Hardware Tech (General)

CES And Reality

CES is always a mixed bag for me. As someone who loves gadgets, CES coverage is addictive (my coworkers at CNET do a great job covering it every year feeding my addiction, however the opinions expressed in this post are solely my own). A select few things fascinate me, a few more interest me. The rest really leaves me wanting more. From my perspective it breaks down like this:

  • 25% – Things that will never come to market – These are ideas that are either just totally impractical for technical or commercial reasons, or just products that are so poor the company comes to their senses early. I don’t mind when products are impractical to bring to market, at least at the current time. CES is a gadget geek’s auto show. Concept cars are awesome. So are concept gadgets. I like love seeing prototypes. Things that just are so poorly received they never materialize… well obviously boring.
  • 50% – Mundane – “OOh, you made a TV 0.5 mm thinner. Clearly the CEO of this company is the next Steve Jobs. A visionary that will change the world. Lets all throw out our TV’s and buy this.” I always wonder what Steve Jobs thought when he read about what was announced and demoed at CES. Lots of what gets fanfare is of the level that Apple releases silently releases with nothing more than taking the Apple Store down for maintenance and a small press release. It’s not just TV’s, phones do the same thing. Being a smartphone in 2012 is just status quo.
  • 10% – Things I’d like to try – I’d be unlikely to justify the purchase, but I wouldn’t mind playing with things in this elite category. They include the MakerBot Replicator, I’mwatch, Fujifilm X-Pro 1, Netgear Range Extender. I’d never be able to justify a MakerBot, but I’d like to play with one. I suspect I may hate the I’mwatch, but it seems like it would at least be fun to try. Teathering is a major turnoff however. The X-Pro 1 seems quite expensive for what it is, but I love this high end non-SLR level we’re seeing now.
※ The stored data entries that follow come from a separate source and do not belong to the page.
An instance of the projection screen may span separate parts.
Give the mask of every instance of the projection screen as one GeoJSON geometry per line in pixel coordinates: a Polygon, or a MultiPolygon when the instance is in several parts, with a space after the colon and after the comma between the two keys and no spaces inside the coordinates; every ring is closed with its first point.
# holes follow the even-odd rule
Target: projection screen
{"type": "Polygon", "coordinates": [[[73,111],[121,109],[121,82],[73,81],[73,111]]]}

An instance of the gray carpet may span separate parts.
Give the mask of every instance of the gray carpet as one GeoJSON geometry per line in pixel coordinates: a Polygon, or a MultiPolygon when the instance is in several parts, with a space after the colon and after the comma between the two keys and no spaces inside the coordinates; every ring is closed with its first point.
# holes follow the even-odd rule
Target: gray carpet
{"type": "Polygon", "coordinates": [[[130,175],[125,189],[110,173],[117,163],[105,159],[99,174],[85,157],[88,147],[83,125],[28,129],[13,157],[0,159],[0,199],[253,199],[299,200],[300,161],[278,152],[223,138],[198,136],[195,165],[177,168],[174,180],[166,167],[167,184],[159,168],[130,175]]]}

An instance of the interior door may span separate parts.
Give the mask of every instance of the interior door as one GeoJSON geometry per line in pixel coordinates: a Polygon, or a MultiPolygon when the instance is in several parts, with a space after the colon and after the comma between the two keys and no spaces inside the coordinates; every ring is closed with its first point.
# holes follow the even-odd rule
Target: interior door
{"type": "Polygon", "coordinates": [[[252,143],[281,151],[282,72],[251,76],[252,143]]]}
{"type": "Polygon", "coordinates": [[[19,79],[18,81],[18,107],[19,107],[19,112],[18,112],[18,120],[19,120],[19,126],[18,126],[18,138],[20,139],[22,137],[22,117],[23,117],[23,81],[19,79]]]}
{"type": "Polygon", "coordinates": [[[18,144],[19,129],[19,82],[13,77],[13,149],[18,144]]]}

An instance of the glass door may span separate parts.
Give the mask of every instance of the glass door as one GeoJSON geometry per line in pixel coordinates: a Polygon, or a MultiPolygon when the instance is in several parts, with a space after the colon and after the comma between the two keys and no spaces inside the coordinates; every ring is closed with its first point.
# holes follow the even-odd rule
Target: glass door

I don’t have a real (read: $90) need for it, but Netgear’s range extender sounds like a good product for those areas where WiFi signals are a little degraded.
  • 14% – Me too’s – This year’s “me too” category is the ultra portable laptop. The MacBook Air clones. Unfashionably late, and offering little imagination. Next.
  • 1% – Could eventually change the world – I love this elite category. Ion Proton Sequencer is one of these. This particular model may go nowhere, but it’s a great example of where this stuff is headed. It will eventually change and save lives. Read up on it if you haven’t. Amazing. The other device is the Raspberry Pi (they have no booth). I’ve been following it since they announced it. I’ll order a few as soon as I’m able. Being able to make a full computer that small and affordable will change the world. For $25, I can put a computer I can write real software for in a situation where it may not survive or was previously not practical. It’s a giant step forward for computers everywhere. One way or another this will change things. This could change Linux usage.

So that’s my breakdown and what interests me personally so far. I’d be curious what others think of CES announcements this year.